Syndrome d'activation macrophagique secondaire à une tuberculose : à propos de trois cas

Résumé PO26-637
Benbrahim S.*1 ; Aharmim M.1 ; Bourkadi J.E.1 ; Marc K.1
1Service de Pneumologie, Hôpital Moulay youssef chu Ibn Sina, Rabat ,MAROC

Auteur correspondant : Benbrahim S. 


Introduction

Le syndrome d'activation macrophagique (SAM) est une complication rare mais grave de la tuberculose résultant d'une activation immunitaire excessive et non contrôlée. Son diagnostic, souvent retardé, il repose sur un ensemble de critères clinico- biologiques.

Observations

Nous rapportons trois cas de SAM compliquant une tuberculose. Cas 1 : Une femme de 43 ans, VIH+, présentait une miliaire tuberculeuse avec pancytopénie, hyperferritinémie (3300 ng/mL) et hémophagocytose médullaire. Guérison sous traitement antibacillaire.

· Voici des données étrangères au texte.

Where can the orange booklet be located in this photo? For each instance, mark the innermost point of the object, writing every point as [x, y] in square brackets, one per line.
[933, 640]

Cas 2 Une femme de 45 ans présente une douleur abdominale, des vomissements et une toux. Les examens initiaux révèlent une pancytopénie, une hyperferritinémie (11 830 ng/mL) et une atteinte hépatique. L'étoposide a été initié pour un SAM suspecté. La détérioration ultérieure a révélé une tuberculose multifocale (pulmonaire, choroïdienne et cérébrale), Le traitement antituberculeux a conduit à une récupération complète. Cas 3 : Une femme de 30 ans, suivie pour lupus sous immunosuppresseurs, a présenté une miliaire tuberculeuse confirmée bactériologiquement compliquée d'un SAM (bicytopénie, ferritine à 12 355 ng/mL). L'évolution fut favorable sous association antituberculeux et corticothérapie.

Discussion

Le SAM est une urgence immuno-hématologique. Son association avec la tuberculose, bien que rare, est sévère. Le diagnostic, basé sur multiples critères (fièvre, cytopénies, hyperferritinémie souvent majeure>10 000 ng/mL, hémophagocytose), est souvent retardé car mimant un sepsis. Le dilemme thérapeutique réside dans la gestion de l'hyperinflammation sans aggraver l'infection. Le traitement antbacillaire est la pierre angulaire, efficace seul dans certains cas (Cas 1). Les immunosuppresseurs (corticoïdes, étoposide) sont controversés : l'étoposide sans traitement antibacillaire peut aggraver la tuberculose (Cas 2), tandis que les corticoïdes peuvent être nécessaires dans les SAM sévères ou avec maladie auto-immune sous-jacente (Cas 3), mais toujours en association immédiate avec le traitement antibacillaire. Le pronostic est sombre (~50% de mortalité), dépend d'un diagnostic précoce par la vigilance devant toute cytopénie ou hyperferritinémie inexpliquée chez un tuberculeux, et d'une prise en charge multidisciplinaire priorisant le traitement antibacillaire.

Conclusion

Le SAM est une complication sévère de la tuberculose. L'instauration rapide de traitement antibacillaire est le pivot du traitement. L'utilisation des immunosuppresseurs doit être prudente, réservée aux cas les plus sévères ou à ceux avec maladie auto-immune sous-jacente.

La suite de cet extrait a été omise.